A poem, as it happens, about looking at a painting.
Hayden did not take the act of seeing for granted. His eyesight was so poor that he described himself as “purblind”; as a child he was teased for his thick-framed glasses. Monet’s Giverny paintings, whose blurriness is sometimes ascribed to the painter’s cataracts, may have revealed to the poet not so much a new way of looking as one that he already knew.
Read in isolation, this short poem might seem to celebrate — and to exemplify — an art divorced from politics. Monet’s depiction of his garden, like the garden itself, offers a refuge from the world.
But “Selma” and “Saigon” don’t just represent headlines to be pushed aside on the way to the museum. They point toward the turmoil that preoccupied the poetry of Hayden and many of his contemporaries.
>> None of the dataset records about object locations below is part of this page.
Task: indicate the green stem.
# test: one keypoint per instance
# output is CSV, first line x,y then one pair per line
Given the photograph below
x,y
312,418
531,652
“Monet’s ‘Waterlilies’” was published in a 1970 collection called “Words in the Mourning Time.” The title poem is an anguished response to the assassinations of Robert F. Kennedy and the Rev. Dr. Martin Luther King Jr., and to the deepening quagmire in Vietnam. Another poem in the volume is a long elegy for Malcolm X. Throughout his career (he died in 1980, at 66), Hayden returned frequently to the struggles and tragedies of Black Americans, including his own family.
Born in Detroit in 1913, Hayden, the first Black American to hold the office now known as poet laureate of the United States, was part of a generation of poets — Gwendolyn Brooks, Dudley Randall, Margaret Danner and others — who came of age between the Harlem Renaissance of the 1920s and the Black Arts movement of the ’60s.
A poet of modernist sensibilities and moderate temperament, he didn’t adopt the revolutionary rhetoric of the times, and was criticized by some of his more radical peers for the quietness of his voice and the formality of his diction.
But his contemplative style makes room for passion.